Zo organiseer je een fijn gesprek over sociale contacten
Instrument
afbeelding van Mieke de Lange  
11 juli 2017
Het Netwerkspel

Foto: Rienk Jan Schurer (Flickr Creative Commons)

Het in kaart brengen van het informele netwerk van bewoners met een hulpvraag is niet gemakkelijk voor een medewerker van een wijkteam. Mensen zeggen vaak dat ze niemand hebben en dan houdt het gesprek snel op. Het Netwerkspel helpt.

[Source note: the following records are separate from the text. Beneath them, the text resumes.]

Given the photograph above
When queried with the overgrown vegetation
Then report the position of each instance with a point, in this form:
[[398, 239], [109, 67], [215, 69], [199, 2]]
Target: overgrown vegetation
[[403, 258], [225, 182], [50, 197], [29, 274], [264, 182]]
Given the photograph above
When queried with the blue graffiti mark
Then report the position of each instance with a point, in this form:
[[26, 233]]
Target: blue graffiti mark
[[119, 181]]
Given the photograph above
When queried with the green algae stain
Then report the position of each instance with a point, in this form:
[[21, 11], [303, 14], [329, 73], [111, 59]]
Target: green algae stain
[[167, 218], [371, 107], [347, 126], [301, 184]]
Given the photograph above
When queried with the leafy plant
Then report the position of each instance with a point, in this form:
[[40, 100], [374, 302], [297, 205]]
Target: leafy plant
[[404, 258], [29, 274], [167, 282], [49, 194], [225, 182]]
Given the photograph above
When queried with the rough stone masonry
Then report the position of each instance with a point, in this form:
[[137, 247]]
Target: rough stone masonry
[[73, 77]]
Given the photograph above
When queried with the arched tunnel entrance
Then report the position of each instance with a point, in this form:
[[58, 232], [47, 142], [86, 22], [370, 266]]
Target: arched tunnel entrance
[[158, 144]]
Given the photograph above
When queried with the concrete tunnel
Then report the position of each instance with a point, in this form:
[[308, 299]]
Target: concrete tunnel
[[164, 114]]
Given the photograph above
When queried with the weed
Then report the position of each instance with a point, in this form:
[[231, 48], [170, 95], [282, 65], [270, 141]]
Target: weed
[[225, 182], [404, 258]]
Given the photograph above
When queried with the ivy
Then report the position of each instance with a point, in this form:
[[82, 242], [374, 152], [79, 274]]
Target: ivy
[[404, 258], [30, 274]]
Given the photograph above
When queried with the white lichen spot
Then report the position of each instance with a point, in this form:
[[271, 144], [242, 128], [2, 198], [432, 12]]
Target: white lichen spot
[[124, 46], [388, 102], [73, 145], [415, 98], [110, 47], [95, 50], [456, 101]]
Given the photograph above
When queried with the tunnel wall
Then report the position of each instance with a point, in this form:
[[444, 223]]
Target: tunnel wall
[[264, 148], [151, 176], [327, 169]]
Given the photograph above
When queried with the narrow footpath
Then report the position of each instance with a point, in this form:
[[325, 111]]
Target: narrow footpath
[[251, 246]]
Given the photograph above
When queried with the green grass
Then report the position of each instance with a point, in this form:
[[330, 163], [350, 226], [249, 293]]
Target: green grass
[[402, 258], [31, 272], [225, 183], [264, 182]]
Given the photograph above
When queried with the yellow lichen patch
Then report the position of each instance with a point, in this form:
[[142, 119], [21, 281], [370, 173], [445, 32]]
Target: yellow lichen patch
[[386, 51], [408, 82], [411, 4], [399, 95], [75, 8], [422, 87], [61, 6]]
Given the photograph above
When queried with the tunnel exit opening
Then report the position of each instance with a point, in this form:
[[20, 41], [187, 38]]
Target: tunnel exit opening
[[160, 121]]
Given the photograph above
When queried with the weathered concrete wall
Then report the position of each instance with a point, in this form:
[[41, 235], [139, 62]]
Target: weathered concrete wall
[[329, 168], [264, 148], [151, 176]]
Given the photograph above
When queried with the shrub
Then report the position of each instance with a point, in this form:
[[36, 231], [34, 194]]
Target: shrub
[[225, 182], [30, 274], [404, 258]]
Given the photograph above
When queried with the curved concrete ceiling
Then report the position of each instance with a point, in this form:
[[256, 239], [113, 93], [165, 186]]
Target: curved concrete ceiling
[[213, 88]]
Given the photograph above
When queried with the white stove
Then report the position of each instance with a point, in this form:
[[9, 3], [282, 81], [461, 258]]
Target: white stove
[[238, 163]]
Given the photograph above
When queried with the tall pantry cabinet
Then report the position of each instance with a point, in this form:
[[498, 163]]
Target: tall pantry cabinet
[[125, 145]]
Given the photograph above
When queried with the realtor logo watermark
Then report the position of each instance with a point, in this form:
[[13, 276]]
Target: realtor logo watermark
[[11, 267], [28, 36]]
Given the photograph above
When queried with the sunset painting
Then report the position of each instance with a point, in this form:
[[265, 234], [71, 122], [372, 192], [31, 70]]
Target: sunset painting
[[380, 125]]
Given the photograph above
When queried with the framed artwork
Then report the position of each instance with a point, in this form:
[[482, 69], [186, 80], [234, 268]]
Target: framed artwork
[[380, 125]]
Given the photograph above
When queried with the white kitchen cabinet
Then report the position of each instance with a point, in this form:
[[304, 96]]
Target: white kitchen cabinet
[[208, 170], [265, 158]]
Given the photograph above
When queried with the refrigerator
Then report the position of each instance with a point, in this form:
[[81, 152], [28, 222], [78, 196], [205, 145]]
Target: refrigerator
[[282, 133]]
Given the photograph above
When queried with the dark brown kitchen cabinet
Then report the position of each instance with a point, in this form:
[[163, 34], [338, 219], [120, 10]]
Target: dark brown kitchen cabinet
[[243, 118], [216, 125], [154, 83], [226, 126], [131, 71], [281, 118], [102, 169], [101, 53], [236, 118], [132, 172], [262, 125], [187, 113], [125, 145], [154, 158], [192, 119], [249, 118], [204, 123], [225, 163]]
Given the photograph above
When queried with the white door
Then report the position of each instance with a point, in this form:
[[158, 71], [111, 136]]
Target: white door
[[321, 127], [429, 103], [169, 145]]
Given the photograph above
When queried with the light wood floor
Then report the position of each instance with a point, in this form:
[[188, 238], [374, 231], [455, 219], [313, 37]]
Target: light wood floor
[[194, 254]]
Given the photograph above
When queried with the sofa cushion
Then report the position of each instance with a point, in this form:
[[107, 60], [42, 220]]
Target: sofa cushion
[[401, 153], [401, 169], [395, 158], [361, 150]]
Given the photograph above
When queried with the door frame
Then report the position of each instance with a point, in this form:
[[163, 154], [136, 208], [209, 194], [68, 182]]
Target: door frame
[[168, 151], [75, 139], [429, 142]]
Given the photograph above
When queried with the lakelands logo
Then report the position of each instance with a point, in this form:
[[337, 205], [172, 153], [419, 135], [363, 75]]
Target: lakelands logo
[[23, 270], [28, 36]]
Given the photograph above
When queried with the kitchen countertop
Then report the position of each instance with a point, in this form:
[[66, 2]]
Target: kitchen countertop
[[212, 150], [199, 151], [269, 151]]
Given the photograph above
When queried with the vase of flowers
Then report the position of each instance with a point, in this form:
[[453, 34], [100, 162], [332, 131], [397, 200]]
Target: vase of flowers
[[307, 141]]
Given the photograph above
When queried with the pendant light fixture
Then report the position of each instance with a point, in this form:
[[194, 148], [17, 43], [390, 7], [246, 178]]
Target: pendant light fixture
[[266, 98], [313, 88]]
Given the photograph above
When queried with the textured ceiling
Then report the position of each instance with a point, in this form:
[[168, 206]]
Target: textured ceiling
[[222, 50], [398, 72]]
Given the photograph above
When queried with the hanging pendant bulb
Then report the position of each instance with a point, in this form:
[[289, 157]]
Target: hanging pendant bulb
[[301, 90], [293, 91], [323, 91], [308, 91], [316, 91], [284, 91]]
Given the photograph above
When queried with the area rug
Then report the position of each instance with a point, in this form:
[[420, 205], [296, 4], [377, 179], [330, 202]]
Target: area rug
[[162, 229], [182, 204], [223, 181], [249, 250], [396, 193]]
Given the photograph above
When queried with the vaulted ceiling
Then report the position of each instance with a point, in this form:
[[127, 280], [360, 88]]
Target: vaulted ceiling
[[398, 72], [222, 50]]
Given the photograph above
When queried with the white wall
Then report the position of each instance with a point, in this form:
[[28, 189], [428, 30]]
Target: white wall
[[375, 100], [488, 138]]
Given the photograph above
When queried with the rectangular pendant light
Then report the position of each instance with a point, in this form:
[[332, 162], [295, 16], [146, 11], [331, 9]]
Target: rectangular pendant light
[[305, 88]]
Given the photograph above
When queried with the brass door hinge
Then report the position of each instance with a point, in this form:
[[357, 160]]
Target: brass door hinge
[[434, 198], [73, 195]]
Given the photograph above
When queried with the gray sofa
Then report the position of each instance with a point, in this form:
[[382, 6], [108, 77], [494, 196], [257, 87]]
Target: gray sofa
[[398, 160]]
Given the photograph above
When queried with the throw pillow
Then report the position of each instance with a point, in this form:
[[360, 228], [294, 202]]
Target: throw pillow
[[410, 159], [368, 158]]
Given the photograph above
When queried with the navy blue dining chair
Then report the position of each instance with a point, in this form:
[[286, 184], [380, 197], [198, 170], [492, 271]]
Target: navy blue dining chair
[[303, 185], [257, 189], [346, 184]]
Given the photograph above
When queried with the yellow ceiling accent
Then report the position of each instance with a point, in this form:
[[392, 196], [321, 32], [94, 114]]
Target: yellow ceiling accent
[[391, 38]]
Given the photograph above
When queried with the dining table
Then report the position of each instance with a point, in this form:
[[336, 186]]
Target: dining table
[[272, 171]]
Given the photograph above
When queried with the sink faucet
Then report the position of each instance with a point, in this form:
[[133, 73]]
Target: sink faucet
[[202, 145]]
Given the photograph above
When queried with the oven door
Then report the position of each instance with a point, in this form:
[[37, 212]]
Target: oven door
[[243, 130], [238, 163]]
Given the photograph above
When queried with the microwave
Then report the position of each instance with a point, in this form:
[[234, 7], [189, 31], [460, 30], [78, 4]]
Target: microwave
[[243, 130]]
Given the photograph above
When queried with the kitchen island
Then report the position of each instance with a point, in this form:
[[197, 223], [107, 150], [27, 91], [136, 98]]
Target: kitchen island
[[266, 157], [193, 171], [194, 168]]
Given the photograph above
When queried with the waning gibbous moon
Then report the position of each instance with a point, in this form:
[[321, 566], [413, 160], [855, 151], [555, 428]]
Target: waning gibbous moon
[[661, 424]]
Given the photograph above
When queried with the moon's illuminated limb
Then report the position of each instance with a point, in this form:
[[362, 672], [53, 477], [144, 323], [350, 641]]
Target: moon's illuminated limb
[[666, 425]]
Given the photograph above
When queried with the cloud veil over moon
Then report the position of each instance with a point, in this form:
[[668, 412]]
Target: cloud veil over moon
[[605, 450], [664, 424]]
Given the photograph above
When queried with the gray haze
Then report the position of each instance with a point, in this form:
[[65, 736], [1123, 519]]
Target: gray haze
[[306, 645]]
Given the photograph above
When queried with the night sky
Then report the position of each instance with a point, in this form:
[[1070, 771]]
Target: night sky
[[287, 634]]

Bewoners die bij een wijkteam aankloppen zien vaak zelf niet meer welke contacten ze nog hebben en welke mensen dicht bij hen staan. Als opbouwwerker stel ik dan praktische vragen om erachter te komen met wie ze nog contact hebben. Ik vraag ze bijvoorbeeld om hun mobieltje erbij te pakken en te kijken wie in er in de contactenlijst staan. Later vraag ik verder: wie zou je kunnen vragen om te helpen bij het snoeien van de heg? Op die manier worden mensen zich bewust van de hulp die ze aan anderen kunnen vragen.

Voor sociaal werkers met een hulpverleningsachtergrond werkt dat anders. Ze zijn gewend om vanuit zorg- en hulpverlening te denken en zijn er minder bedreven in om het informele netwerk van een bewoner aan te spreken.

Wijkteamwerkers ervaren hoe het is om over sociale contacten te praten

STAMM CMO vroeg ons in 2013 om wijkteammedewerkers te coachen bij het versterken van informele netwerken. We begonnen bij de medewerkers zelf. Hoe ziet jouw eigen netwerk er eigenlijk uit? Hoe is het voor jou om die in kaart te brengen? Zo ervaarden ze hoe het is om zelf vragen voorgelegd te krijgen en waren ze beter in staat zich in te leven in de positie van de bewoner.

We merkten daarbij dat er bij de wijkteamwerkers behoefte was aan een speels en praktisch hulpmiddel. Iets wat je uit je tas kunt pakken, wat op een leuke manier helpt om een gesprek te hebben over sociale contacten. Uiteindelijk is dat Het Netwerkspel geworden. Luchtig, toegankelijk en toepasbaar voor een brede doelgroep.

Zo werkt Het Netwerkspel

 

Je kunt het spel met 1-5 deelnemers spelen. Iedereen krijgt een eigen speelbord. Om de beurt pakt een speler een vragenkaart en leest deze voor. Vervolgens plaatst iedereen zijn pion op het speelbord: de ‘netwerkpizza’, op de plek die voor de speler het beste past. In de legenda kun je opmerkingen plaatsen. De verschillende kleuren geven verschillende soorten steun aan (zoals praktische, emotionele, cognitieve en sociale ondersteuning). Als er meerdere bewoners meespelen kunnen ze van elkaar leren aan de hand van oplossingen en tips. En zodoende kunnen ze elkaar met hun eigen netwerk weer verder helpen.

Een praktijkvoorbeeld van een jongerencoach

Zo speelde een jongerencoach onlangs het spel met een meisje met een licht verstandelijke beperking. Zij gaf telkens aan dat ze niemand had. Maar door het spel te spelen kwam het meisje erachter dat ze eigenlijk best veel mensen in haar netwerk heeft. Zelfs zoveel dat op een gegeven moment het hele bord vol met pionnen stond. Vervolgens kon het meisje bedenken welke contacten voor haar van waarde zijn en hoe ze die contacten onderhoudt. De vraag was nu: durft ze die mensen om hulp te vragen als ze dat nodig heeft en als ze dat doet, hoe doet ze dat dan? En zijn er ook contacten bij die niet zo positief voor haar zijn? Hoe gaat ze daarmee om?

Op een volgend moment dat de jongerencoach weer langskomt, kunnen ze eenvoudig het overzicht er weer even bij pakken. En over een half jaar spelen ze samen opnieuw het spel om te zien wat er veranderd is.

Zonder een juiste houding en met de verkeerde vragen werkt het spel niet. In de training leren sociaal werkers onder andere hoe ze het eigenaarschap bij de bewoner kunnen laten. En ze leren hoe je samen behapbare doelen stelt voor de toekomst. De wens of het verlangen van de bewoner moet te allen tijde het uitgangspunt blijven. Alleen vanuit die intrinsieke motivatie werkt netwerkverbetering.

De training en het spel zijn ontwikkeld door Mariska Kappert en Mieke de Lange.